Jedes Wochenende zieht Carroll ihre Turnschuhe an, geht zu Goldsteins Haus und holt ihre Adressen für den Tag ab. Dann schwingt sie sich durch die hügeligen Einfahrten, bis sie jedes Haus auf ihrer Liste besucht hat.

“Meine Erfahrung in meinem Vorort von Philadelphia [an area particularly courted by both parties] ist, dass Frauen, die als Republikaner aufgeführt sind, planen, wegen der Bedrohung des Abtreibungsrechts für lokale demokratische Kandidaten zu stimmen“, bemerkte sie. „Ich hoffe, dass in ländlicheren und konservativeren Gebieten das gleiche Phänomen beobachtet wird.“

Sarah Carroll bei einer Tür-zu-Tür-Kampagne in einem Vorort von Philadelphia.
Sarah Carroll bei einer Tür-zu-Tür-Kampagne in einem Vorort von Philadelphia. © Yona Helaoua, Frankreich 24

Carroll nennt das Beispiel ihrer Nachbarin, die sie dieses Jahr zum ersten Mal auf ihrem Weg von Tür zu Tür begleitet hat. „Sie ist Republikanerin, denkt aber, dass Abtreibung legal und sicher sein sollte. Sie wird also nicht nur für den lokalen demokratischen Kandidaten stimmen, sondern sie hat sich entschieden, uns dabei zu helfen, so viele Stimmen wie möglich zu sammeln. Wir haben zusammen an viele Türen geklopft , einschließlich republikanischer Frauen, und viele von ihnen sagen: ‘Vielleicht bin ich persönlich für das Leben, aber ich denke, Abtreibung sollte in den Vereinigten Staaten legal und sicher bleiben.'”

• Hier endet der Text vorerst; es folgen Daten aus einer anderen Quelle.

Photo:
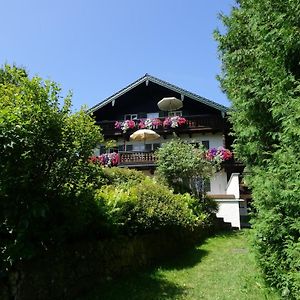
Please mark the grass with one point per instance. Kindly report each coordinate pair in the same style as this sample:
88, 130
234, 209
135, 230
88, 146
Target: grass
222, 268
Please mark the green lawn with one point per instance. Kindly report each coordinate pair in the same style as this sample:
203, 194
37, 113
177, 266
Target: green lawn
221, 268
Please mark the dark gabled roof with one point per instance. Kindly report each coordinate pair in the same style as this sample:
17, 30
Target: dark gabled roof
163, 83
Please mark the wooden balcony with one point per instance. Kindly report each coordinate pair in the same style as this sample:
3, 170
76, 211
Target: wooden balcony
197, 123
136, 159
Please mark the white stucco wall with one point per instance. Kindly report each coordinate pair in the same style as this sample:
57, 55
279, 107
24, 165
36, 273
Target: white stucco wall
229, 210
218, 183
233, 186
215, 140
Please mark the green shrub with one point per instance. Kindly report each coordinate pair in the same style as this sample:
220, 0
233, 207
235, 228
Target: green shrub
118, 176
260, 52
182, 166
149, 206
46, 182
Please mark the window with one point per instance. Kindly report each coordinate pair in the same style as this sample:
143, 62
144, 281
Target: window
152, 115
206, 185
130, 117
128, 147
102, 149
177, 113
205, 144
155, 146
121, 148
138, 147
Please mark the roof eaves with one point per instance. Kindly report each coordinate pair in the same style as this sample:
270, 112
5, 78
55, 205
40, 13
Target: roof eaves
118, 94
162, 83
188, 94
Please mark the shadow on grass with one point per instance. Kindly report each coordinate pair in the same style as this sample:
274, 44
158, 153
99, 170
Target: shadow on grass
148, 284
142, 286
188, 259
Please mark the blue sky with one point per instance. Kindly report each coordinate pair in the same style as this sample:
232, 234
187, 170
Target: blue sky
96, 48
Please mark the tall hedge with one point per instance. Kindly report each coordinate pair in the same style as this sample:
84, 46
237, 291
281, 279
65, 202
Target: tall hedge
260, 53
46, 181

Im konservativen Bundesstaat Kansas lehnten die Wähler im August in einem Referendum ein Gesetz zum Verbot von Abtreibungen ab. Es war eine große Überraschung, der unerwartete Siege der Demokraten in konservativen Bezirken in New York und Alaska folgten. Biden hat kürzlich zugesagt, das Recht auf Abtreibung in das Bundesgesetz aufzunehmen, wenn die Demokraten ihre Mehrheit am 8. November erweitern können.

Doch während die Linke eine Chance zu haben scheint, den Senat zu halten, sieht der Kampf um das Repräsentantenhaus deutlich schwieriger aus. Andere Wahlkampfthemen wie Inflation und Sicherheit sind in den letzten Tagen in den Vordergrund gerückt.

Dieser Artikel wurde aus dem Original ins Französische übersetzt.